NDS Group @ Shanghai AI Lab
We enhance the performance and efficiency of machine learning systems!
The Network and Distributed Systems (NDS) Group at the Shanghai Artificial Intelligence Laboratory, led by Dr. Peng Sun, specializes in developing efficient systems and architectures for deep learning model training and deployment. We create both internal and open-sourced systems to efficiently train large language models and multimodal models on thousands of AI chips.
Our research has been recognized at leading conferences such as OSDI, NSDI and ASPLOS , highlighting our commitment to innovation. We received the Best Paper Award at ASPLOS 2024 and the Distinguished Paper Award at ASPLOS 2023.

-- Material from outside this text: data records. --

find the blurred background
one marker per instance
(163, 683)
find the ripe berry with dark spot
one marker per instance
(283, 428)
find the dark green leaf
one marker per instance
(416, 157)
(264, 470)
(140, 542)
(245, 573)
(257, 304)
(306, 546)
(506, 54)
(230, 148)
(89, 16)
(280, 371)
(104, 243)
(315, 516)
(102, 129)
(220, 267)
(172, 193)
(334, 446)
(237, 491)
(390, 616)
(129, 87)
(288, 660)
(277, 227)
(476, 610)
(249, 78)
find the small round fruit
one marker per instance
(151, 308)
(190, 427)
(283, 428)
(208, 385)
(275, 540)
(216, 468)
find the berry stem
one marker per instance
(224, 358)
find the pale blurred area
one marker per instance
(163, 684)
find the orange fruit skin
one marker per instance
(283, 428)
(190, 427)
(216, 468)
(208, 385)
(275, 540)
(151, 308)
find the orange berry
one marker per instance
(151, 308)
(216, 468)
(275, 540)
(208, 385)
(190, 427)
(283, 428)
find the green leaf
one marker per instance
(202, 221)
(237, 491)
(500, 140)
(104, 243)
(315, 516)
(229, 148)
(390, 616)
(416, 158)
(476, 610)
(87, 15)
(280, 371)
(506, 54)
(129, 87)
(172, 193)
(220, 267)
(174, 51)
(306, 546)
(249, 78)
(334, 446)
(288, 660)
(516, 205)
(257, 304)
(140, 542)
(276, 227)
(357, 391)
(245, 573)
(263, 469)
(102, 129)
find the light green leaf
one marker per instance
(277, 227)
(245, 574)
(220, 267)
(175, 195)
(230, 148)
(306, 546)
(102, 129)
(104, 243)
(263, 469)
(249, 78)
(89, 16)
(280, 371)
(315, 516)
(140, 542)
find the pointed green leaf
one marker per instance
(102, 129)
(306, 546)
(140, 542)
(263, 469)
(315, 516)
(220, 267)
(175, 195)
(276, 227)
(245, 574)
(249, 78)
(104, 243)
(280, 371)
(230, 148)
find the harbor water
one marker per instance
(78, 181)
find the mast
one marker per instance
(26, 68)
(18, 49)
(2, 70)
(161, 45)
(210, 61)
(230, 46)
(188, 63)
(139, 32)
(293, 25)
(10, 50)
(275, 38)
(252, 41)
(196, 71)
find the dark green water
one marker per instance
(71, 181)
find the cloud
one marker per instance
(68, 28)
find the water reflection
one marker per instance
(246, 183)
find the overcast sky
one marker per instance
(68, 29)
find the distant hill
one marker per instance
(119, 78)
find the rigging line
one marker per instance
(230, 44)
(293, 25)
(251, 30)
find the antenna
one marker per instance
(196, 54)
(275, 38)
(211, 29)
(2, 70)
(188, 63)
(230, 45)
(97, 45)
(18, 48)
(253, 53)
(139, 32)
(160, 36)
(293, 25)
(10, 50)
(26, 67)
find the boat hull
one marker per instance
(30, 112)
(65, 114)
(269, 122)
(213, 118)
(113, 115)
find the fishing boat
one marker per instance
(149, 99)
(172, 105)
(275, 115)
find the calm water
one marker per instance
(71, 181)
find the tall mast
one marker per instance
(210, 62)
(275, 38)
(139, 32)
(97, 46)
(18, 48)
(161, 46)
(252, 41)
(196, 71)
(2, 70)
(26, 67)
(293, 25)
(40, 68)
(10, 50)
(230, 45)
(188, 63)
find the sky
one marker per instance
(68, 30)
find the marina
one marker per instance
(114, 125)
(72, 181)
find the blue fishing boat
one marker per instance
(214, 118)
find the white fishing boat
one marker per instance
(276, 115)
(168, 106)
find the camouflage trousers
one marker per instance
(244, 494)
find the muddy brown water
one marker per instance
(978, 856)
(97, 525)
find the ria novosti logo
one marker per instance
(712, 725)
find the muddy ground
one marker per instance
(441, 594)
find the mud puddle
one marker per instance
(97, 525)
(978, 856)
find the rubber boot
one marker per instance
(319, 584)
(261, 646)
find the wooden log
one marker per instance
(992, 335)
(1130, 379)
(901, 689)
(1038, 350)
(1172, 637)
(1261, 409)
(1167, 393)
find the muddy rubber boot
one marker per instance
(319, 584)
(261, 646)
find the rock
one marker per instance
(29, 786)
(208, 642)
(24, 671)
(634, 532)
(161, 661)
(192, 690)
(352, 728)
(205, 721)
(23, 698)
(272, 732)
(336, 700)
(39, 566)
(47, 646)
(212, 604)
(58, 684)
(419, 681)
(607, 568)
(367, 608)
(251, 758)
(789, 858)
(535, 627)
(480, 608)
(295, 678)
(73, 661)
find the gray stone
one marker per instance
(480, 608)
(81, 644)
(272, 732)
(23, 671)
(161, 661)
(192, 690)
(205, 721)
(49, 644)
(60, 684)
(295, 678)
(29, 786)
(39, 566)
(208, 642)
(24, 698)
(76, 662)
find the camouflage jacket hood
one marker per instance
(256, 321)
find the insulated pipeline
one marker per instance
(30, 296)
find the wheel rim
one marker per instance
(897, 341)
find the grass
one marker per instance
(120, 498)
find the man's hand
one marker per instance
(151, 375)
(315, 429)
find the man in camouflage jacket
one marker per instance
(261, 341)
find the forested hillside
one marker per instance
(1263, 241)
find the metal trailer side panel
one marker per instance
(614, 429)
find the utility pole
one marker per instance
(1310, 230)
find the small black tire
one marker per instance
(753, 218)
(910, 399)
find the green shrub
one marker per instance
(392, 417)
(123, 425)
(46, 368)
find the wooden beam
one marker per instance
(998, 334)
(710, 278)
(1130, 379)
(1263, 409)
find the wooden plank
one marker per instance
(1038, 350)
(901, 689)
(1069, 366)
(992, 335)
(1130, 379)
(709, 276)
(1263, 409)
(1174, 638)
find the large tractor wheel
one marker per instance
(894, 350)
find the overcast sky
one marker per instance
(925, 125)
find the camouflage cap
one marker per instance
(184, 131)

The NDS Group operates under the Center of AI Training and Computation (CAIF), led by Prof. Dahua Lin and Xingcheng Zhang.
We are always seeking passionate individuals, including full-time research engineers and interns, to join our team. If you are interested in contributing to cutting-edge research in machine learning systems, please reach out to us at sunpeng@pjlab.org.cn.
联合培养博士项目
网络与分布式系统研究组(NDS)现招收与上海交通大学或复旦大学联合培养的博士研究生。研究方向主要集中在大规模人工智能模型训练系统的性能优化与能耗优化。研究组内科研氛围浓厚,提供充足的算力资源和生活补助,并与国内外知名系统研究团队保持密切合作,每年都有高质量的研究成果产出。
对NDS组感兴趣的同学请将简历发送至导师孙鹏的邮箱:sunpeng@pjlab.org.cn。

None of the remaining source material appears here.